I
lettori scrivono
Da: Writer <omqma@tin.it>
Data: Sat, 02 Dec 2000 10:52:04 +0000
A: caffeeuropa@caffeeuropa.it
Oggetto: A
Proposito di "Cuba, vite parallele"
Ho letto l'articolo della Caiazza e di Paolo Martini, che cerca di
tracciare un ritratto della Cuba di oggi a partire da un viaggio in
jeep verso Trinidad. Ho apprezzato il taglio e lo stile dell'articolo,
intermedio tra un taccuino di viaggio e un diario "on the
road".
Sono invece rimasto perplesso (ed un po' infastidito) dall' intento
divulgativo e dal metodo scelto per far conoscere ai lettori alcuni
aspetti della situazione attuale di Cuba. Ritengo che l'approccio
scelto dagli autori sia tipico di quei turisti occidentali che, nel
rifuggire gli stereotipi abituali (Cuba come patria del socialismo
latinoamericano, del sesso facile e di spiaggie bianche), finiscono
comunque per proporre un immagine frammentaria e parziale di una
realtà complessa e multiforme.
Sembra di leggere la trascrizione giornalistica di un episodio di
"Turisti per caso". Magari gli autori sono frequentatori
abituali di Cuba e ne conoscono, dall'interno, le dinamiche. Ma tutto
ciò non emerge dall'articolo che appare come una collezione di luoghi
comuni "rovesciati" e superficiali.
Perchè non dare voce ad un cubano o ad una persona che conosce la
realtà del suo paese in modo approfondito? Perchè non far parlare
chi, anche da una posizione non istituzionale, è in grado di fornire
una visione originale dell'isola? Non è un po' deprimente (e
scontato) il riferimento continuo agli "opulenti
occidentali" e ai prezzi stracciati con cui si comprono i generi
alimentari in pesos?
Non appare forse troppo facile l'espediente di far parlare i cubani
dando loro dei passaggi su una jeep affittata? Perchè gli autori non
sono saliti su uno di quei infernali "camiones" per sentire
i commenti ed osservare le facce di chi va al lavoro?
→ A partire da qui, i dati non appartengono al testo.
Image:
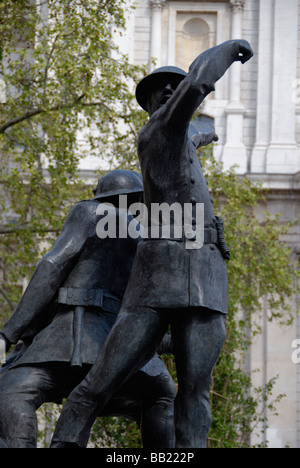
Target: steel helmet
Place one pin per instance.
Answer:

Chatwin ci ha
insegnato che i diari di viaggio sono credibili quando avviene
un'integrazione reale tra il viaggiatore ed il contesto che percorre.
Non mi sembra che questa operazione sia riuscita nell' articolo su
Cuba.
Codiali saluti.
Claudio Martini
Rispondono Mariletta Caiazza e Paolo Martini:
Gentile lettore,
e chi ha detto di essere Bruce Chatwin? Lui era uno che viaggiava per
professione (beato lui), oltre che per passione. Ben diversa la
situazione di chi, come noi, nella vita fa altri lavori e nelle due
settimane di ferie di cui dispone sceglie di fare un viaggio a Cuba.
In questo caso ci sembrerebbe davvero stupido e insensato passare
meta' del tempo ai margini della strada ad aspettare i camiones; non
le pare?
Certo, non saremmo mai andati in un villaggio turistico, o in nessuna
delle isole dorate che i "divertimentifici" per turisti
offrono a piene mani; abbiamo evitato, tutte le volte che era
possibile, anche gli alberghi, preferendo alloggiare nelle case dei
cubani, dividendo il loro cibo e volentieri passando ore a
chiacchierare con loro; comprando banane al mercato e panini dagli
ambulanti, gli stessi che mangia un normale cubano. Ma senza
pretendere di essere degli etnologi, ne' dei sociologi, ne' dei
viaggiatori di professione; ne', tantomeno, di voler insegnare a tutti
i costi qualcosa al mondo (a questo ci pensano gia' in troppi!).